I TRIED TO READ FICTION. I tried, but couldn't do it! A fan of the movie and after so many rave reviews of the book from people I hold in high regard, I tried to read it. Got halfway through it before I couldn't pretend to be interested anymore. Having seen the movie, I know the selfish, sexist prick of a main character eventually comes to have warm fuzzy feelings for humanity, befriends a lonely outcast weird child and his hippie, neurotic mother, and learns that love and friendship and community are all about being yourself.
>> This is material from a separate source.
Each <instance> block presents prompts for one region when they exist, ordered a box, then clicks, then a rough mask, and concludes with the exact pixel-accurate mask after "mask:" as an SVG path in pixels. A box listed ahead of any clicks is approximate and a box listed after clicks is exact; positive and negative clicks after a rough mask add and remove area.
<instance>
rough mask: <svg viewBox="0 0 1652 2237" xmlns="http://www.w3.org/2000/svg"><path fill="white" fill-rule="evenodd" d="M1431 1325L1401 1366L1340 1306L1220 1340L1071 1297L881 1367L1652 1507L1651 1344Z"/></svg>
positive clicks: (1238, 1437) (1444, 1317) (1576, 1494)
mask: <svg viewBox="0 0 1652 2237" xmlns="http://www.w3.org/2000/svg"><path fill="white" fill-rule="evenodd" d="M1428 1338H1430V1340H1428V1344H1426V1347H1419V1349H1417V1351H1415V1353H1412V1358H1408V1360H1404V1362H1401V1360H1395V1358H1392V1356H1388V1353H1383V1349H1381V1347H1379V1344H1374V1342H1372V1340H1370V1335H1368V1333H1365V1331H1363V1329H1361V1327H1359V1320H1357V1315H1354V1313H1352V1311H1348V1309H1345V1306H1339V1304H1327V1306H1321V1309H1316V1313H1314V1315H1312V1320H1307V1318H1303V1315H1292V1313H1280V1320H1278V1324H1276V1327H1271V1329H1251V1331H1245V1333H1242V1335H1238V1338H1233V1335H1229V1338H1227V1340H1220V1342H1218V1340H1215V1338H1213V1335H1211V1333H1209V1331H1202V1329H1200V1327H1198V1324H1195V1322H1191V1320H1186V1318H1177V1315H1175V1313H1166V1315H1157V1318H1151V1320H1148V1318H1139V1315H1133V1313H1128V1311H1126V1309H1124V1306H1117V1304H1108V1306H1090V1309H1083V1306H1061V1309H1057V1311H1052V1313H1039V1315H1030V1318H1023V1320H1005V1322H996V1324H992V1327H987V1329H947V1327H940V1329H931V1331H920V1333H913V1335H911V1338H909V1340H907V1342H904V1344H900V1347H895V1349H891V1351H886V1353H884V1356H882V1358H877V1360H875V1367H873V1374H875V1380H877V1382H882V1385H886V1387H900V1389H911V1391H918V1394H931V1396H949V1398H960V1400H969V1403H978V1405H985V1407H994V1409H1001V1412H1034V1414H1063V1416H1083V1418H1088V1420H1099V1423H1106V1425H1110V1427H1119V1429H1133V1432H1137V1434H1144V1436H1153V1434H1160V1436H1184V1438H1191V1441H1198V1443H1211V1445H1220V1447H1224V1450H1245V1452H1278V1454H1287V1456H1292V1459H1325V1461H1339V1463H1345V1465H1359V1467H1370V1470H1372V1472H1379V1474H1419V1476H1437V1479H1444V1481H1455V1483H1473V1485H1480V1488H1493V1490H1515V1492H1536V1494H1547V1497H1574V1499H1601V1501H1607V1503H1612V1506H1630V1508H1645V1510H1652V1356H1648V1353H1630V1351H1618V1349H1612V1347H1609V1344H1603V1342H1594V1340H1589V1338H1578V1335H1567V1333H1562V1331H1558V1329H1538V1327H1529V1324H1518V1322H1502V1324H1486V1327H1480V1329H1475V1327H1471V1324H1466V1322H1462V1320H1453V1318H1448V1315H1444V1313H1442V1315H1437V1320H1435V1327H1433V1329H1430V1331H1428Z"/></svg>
So why waste my time reading about it? Yeah, Hornby is a good writer. In the half of the book that I read, he manages to capture the unifying isolation of both bachelor life in London and the awkwardness of adolescence. I get it. I get the symbolism of the title as it relates to the positions of the characters of different ages. I understand how the individual and individual relationships are often lost in the anonymity and conformity of postmodern urban life.
But fiction is still an underappreciated realm for me. I understand the beauty of language, and how an author can create characters and scenarios that make larger statements about life and society and people, or just create pure escapist worlds simply because they don't make larger statements about life and society and people.
Hell, I used to want to write fiction, with my wacked-out, angst-ridden teenage worldview. I also used to read a hell of a lot of it, when there was really nothing else to do in middle and high school. (When you're not allowed to watch TV, everyone from Carolyn Keene to Jane Austen provides appropriate mental escape routes).
Again, though, why read it? Why not just deal with (and fix!) life, society, and people? Why create alternate worlds that can only serve as commentaries, but never offer concrete solutions?
Oddly enough, my two favorite books (In Our Time and The Great Gatsby) are works of fiction! I suspect I like fiction from earlier times because I see them more as historical texts. I can analyze and study them as cultural artifacts.
The historian in me knows that today's fiction will be the artifacts of tomorrow. The sociologist in me can analyze the impact of the commodity and the socioeconomic structures of today's literature. But I can't read it myself. Not now. Not anymore.